In his book, Eat to Live, Dr. Joel Fuhrman proposes that the higher the ratio of nutrients to calories, the less you crave high-calorie, low-nutrient foods. Results of those following his plan are profound. In fact, you can view a few of the Eat to Live success stories, including Fort Wayne’s own Emily Boller, at The Dr. Oz Approved 7-Day Crash Diet | Related Content | The Dr. Oz Show.
I decided to give the Eat to Live Fudgy Black Bean Brownies a try. I modified the recipe slightly by adding grated zucchini for an additional nutrient boost. It was an easy, kid-friendly recipe which the kids loved making, especially since the delicious batter was permissible since it was egg-free (yuck, Salmonella) and nutritious. We doubled the recipe so we have plenty of left-overs in the freezer for a quick, healthy dessert. I will definitely be filing this recipe as a family favorite!
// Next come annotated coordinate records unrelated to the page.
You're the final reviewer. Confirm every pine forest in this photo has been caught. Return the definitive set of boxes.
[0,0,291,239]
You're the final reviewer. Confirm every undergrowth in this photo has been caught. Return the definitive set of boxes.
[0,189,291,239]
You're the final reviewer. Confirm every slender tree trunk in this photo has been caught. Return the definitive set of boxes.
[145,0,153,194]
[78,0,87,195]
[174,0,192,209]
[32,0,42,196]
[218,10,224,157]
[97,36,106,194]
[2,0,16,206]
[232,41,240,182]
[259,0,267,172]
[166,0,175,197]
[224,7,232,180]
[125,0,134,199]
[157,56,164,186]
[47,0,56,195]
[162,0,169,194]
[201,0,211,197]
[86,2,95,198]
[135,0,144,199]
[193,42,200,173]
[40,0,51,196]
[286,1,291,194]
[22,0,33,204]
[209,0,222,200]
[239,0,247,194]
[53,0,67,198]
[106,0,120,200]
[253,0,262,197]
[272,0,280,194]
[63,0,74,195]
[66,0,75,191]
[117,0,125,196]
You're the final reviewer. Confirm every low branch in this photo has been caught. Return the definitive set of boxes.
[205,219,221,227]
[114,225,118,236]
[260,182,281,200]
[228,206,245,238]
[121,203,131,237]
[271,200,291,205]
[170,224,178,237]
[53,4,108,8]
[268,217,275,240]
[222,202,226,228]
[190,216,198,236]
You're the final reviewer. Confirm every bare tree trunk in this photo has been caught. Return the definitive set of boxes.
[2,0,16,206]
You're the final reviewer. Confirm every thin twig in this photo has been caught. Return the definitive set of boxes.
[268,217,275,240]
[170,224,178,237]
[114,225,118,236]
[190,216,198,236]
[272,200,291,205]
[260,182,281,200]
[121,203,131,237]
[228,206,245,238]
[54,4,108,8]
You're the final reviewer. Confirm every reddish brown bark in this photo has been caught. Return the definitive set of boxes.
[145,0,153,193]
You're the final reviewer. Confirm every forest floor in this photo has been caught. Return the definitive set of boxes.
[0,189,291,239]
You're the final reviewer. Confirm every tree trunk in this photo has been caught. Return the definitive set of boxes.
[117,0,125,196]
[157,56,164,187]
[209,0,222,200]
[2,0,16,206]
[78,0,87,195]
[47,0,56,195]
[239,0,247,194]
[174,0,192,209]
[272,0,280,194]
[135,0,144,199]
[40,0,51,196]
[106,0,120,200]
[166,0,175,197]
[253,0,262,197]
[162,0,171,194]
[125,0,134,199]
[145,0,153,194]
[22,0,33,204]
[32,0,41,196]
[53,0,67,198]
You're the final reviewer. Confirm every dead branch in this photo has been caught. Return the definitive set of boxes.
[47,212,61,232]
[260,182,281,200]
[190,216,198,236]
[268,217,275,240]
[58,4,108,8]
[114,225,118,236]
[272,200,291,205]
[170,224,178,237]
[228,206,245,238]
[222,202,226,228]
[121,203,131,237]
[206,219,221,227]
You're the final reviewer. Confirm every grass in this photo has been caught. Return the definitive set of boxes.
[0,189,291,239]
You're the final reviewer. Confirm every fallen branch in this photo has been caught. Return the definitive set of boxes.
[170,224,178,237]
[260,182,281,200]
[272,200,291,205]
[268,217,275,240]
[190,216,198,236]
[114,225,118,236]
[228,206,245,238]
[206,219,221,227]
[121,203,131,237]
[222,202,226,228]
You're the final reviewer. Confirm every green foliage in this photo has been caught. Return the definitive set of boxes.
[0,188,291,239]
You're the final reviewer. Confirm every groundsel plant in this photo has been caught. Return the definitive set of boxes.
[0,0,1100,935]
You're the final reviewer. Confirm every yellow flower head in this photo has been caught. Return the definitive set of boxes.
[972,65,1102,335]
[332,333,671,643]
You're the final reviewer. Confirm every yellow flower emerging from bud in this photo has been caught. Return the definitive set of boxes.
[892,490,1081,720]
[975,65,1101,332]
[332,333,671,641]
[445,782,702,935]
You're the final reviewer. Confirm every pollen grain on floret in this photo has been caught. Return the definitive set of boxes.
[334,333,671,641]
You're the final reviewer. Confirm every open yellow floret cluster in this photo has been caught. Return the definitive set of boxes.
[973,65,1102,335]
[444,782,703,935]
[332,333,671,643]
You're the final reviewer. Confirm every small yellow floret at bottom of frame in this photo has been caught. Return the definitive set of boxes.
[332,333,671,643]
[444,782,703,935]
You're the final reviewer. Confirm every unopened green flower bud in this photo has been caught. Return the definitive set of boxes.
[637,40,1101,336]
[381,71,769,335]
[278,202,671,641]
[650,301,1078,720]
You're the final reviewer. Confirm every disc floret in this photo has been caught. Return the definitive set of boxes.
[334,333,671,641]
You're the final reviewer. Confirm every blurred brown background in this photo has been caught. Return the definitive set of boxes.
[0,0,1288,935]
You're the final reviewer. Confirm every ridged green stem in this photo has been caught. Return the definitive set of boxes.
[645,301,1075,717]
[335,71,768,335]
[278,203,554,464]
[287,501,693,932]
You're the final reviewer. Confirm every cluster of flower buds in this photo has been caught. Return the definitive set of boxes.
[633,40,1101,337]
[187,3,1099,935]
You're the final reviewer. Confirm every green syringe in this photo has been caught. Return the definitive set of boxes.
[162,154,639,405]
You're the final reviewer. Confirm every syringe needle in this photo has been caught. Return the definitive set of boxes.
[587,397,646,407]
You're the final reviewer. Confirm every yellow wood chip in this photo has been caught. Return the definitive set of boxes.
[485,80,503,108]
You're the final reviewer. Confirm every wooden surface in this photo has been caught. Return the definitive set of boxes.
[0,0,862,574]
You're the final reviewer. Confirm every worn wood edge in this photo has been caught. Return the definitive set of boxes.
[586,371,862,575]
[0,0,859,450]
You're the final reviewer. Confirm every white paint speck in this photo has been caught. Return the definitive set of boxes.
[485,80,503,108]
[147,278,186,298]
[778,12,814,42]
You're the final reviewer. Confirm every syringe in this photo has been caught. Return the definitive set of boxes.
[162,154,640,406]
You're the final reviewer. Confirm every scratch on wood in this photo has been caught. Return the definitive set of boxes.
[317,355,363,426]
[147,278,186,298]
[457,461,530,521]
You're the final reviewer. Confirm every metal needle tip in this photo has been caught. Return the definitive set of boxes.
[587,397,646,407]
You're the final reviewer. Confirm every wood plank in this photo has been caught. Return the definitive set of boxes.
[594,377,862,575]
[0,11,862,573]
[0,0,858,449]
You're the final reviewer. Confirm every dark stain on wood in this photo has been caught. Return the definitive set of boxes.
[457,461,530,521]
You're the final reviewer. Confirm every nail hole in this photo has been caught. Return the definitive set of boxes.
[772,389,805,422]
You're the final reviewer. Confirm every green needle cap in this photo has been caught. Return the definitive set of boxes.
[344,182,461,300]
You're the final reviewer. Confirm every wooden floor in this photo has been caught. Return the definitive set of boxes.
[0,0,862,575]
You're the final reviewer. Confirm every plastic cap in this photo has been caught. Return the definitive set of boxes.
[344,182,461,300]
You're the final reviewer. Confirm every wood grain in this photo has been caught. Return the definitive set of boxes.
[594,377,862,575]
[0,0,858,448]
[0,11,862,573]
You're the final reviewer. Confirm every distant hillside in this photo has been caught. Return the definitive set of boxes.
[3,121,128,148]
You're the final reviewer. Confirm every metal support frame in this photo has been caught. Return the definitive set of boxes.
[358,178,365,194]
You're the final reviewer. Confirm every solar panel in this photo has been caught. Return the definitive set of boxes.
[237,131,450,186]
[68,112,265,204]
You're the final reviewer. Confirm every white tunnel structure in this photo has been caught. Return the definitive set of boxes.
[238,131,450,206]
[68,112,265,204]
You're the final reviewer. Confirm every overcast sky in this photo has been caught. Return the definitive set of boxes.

1 small organic zucchini, grated
4 cups cooked black beans (I used the pressure cooker)
12 Medjool dates, pitted
3 T nut butter (I used combo of homemade peanut, walnut, and almond butter)
2 T vanilla extract
1 cup unsweetened cocoa powder
2 T ground chia seeds
1/2 c ground nuts, optional
1/2 c unsweetened toasted coconut, optional
Preheat oven to 250 degrees. Grate zucchini in food processor, then set aside in mixing bowl. Add remaining ingredients to food processor and blend until smooth. Add mixture to mixing bowl of grated zucchini and mix well. Spoon batter into greased muffin tins (or brownie pan). Bake for about 1- 1 1/2 hours. Cool in pan for a few minutes before transferring to cooling rack. Enjoy plain or serve with home-made fruit sorbet.